C’est ainsi sans grande surprise que la Cour d’Appel de Paris a pu considérer :
- D’une part, dès lors que le terme « ARGANE » constituait déjà à la date du dépôt attaqué la désignation nécessaire et générique d’une substance végétale employée pour l’hygiène et les soins de la peau, que le terme « ARGANE » devait demeurer à la libre disposition des acteurs de l’activité économique concernée désireux de l’introduire dans la composition de leurs produits ; et
- D’autre part, toujours à la date du dépôt, que le terme ARGANE, susceptible d’être perçu comme indiquant la qualité essentielle ou la composition des produits pour l’hygiène et le soin de la peau, à l’exception du cuir chevelu, qu’il était destiné à designer, il était dès lors inapte à remplir la fonction essentielle de la marque pour de tels produits, à savoir de permettre au consommateur moyen, normalement informé et raisonnablement avisé, de distinguer sans confusion possible les produits couverts par la marque de ceux provenant d’une autre entreprise.
La Cour d’Appel a en conséquence confirmé le jugement de première instance (TGI de Paris, 17 février 2010, n°09/12639) ayant déclaré « nul, pour l’ensemble des produits couverts en classe 3 et 5, l’enregistrement n° 1 234 523 de la marque verbale française « ARGANE » déposée le 2 avril 1983 »(Cour d’appel de Paris, 30 janvier 2013, 11/01355) pour défaut de caractère distinctif pour désigner des produits de cosmétiques fabriqués à base d’Argan.
Par la suite, la société Pierre Fabre Dermo-cosmétiques a formé un pourvoi en cassation.
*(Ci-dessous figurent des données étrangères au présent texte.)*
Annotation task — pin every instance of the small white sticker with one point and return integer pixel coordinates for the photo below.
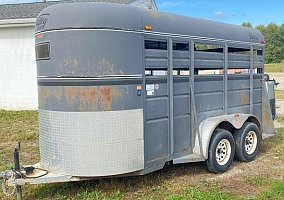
(150, 87)
(157, 86)
(150, 90)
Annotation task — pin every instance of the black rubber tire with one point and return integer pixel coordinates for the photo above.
(239, 136)
(212, 164)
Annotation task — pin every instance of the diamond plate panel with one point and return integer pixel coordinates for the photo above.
(92, 143)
Cependant, la Cour de cassation a rejeté le pourvoi dans une décision du 6 mai 2014 (Cass. Com., 6 mai 2014, n°13-16.470), en retenant notamment que la marque en cause, ARGANE, était « exclusivement composée du terme « argane », mot, d’origine arabe, orthographié également « argan », qui est répertorié depuis le 19e siècle dans des dictionnaires de langue française destinés au grand public et dans différents ouvrages rédigés en français, pour désigner un arbre ou un arbrisseau ainsi que son fruit dont est extraite une huile, dénommée « huile d’argane » ou « huile d’argan », utilisée, dès cette époque, pour la fabrication du savon ; ».
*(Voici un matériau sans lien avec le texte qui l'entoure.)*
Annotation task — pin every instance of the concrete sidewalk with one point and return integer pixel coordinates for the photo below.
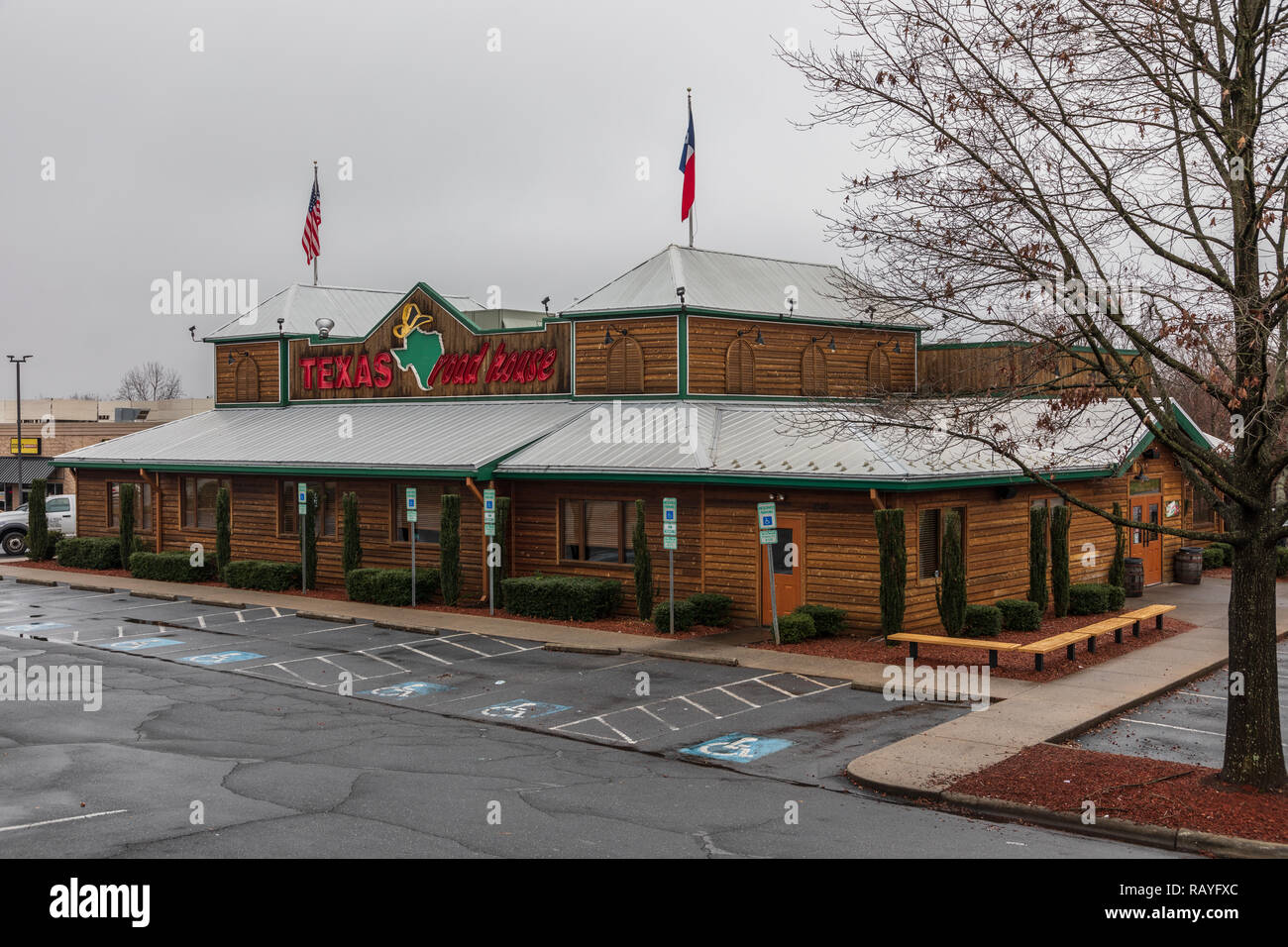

La Cour de cassation a ainsi considéré, à l’instar de la Cour d’appel, que ce terme constituait la désignation nécessaire et générique d’une substance végétale régulièrement utilisée dans des produits de cosmétiques pour la peau, et devait demeurer à la libre disposition des acteurs de l’activité économique concernée désireux de l’introduire dans la composition de leurs produits. La décision de la Cour d’appel de Paris a été confirmé, et les marques ARGANE de la société Pierre Fabre restent annulées.